Until Nayor Bill de Blasio and his Chancellor, Richard Carranza, pushed to eliminate the SHSAT by claiming it was a "racist" test and anybody supporting it was "racist", the East Asian community was non-0political and accommodating. The blowback to the Mayor and Chancellor was immediate and severe. The Chinese-American community rose up and called their politicians and the Mayor's plan was never voted on in Albany.
The Mayor and Chancellor tried to get their allies to support his plan to eliminate the SHSAT and allow every middle school student who was in the top 5% to be automatically enrolled in the specialized high schools. The problem was they deliberately excluded the East Asian community and it was so blatant that even many of the Mayor's allies saw the exclusion of the East Asian community as discrimination.
The Mayor's and Chancellor's ill-advised attempt to eliminate the SHSAT gave rise to a politically conservative Chinese-American group that has become politically savvy and media sensitive that resulted in the City's plan to eliminate the SHSAT to become dead on arrival when it showed up at the Democrat controlled State Senate.
Many of the Serrate Democrats were recently elected in previously moderate Republican districts and are not allies of the progressive Mayor Bill de Blasio and don't want to be associated with him when they try to get reelected in their districts.
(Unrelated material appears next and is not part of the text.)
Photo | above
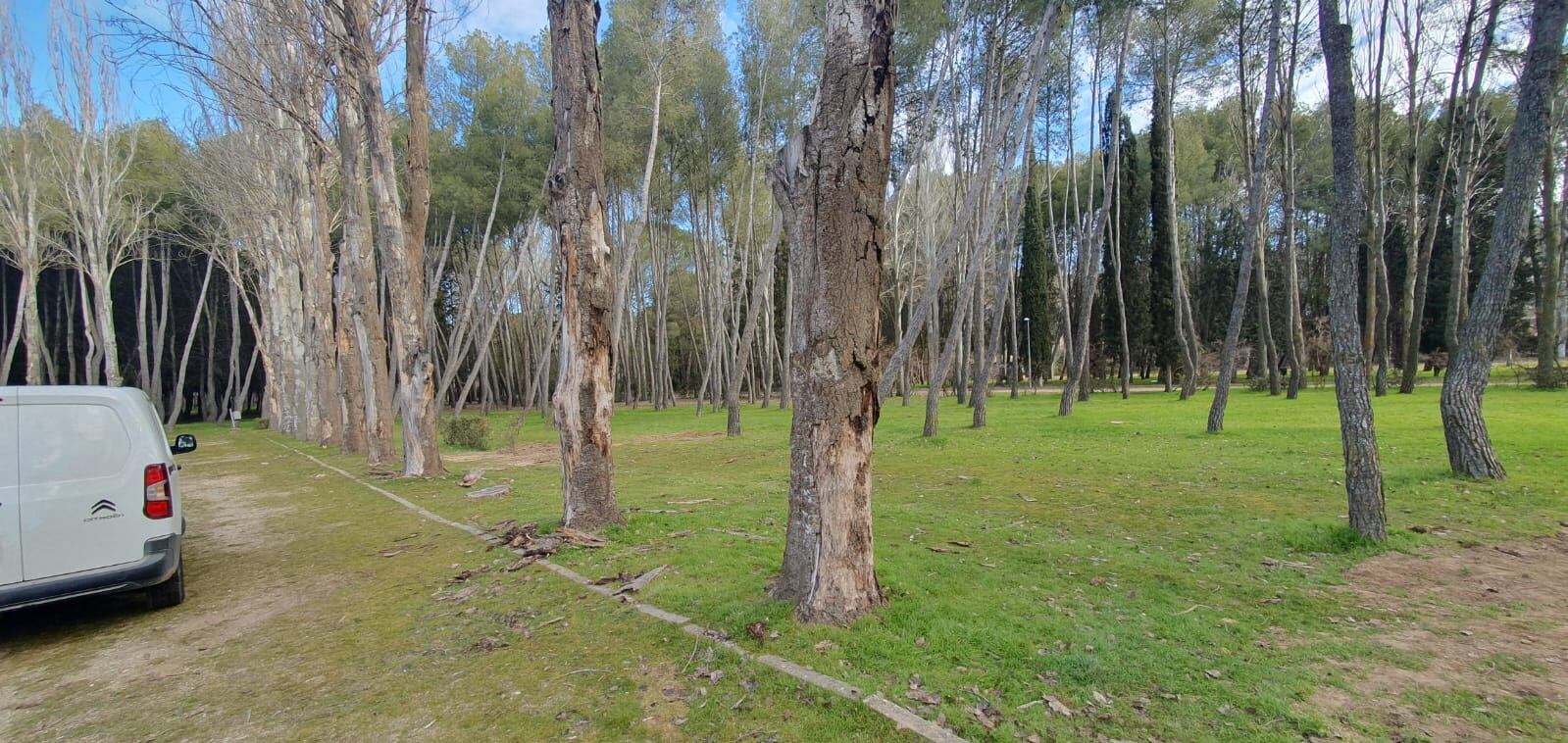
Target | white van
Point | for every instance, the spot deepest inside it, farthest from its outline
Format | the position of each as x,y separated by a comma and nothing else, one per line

The Mayor's integration plan, while not directly affecting their communities still will have negative consequences by giving their Republican challenger a talking point that they are a "rubber stamp" for the Mayor.
Obviously, the Governor is no fan of the Mayor and with the Senate Democrats shifting toward the middle of the political spectrum as reelection nears, he Mayor's plan to eliminate the SHSAT looks to be a goner in Albany.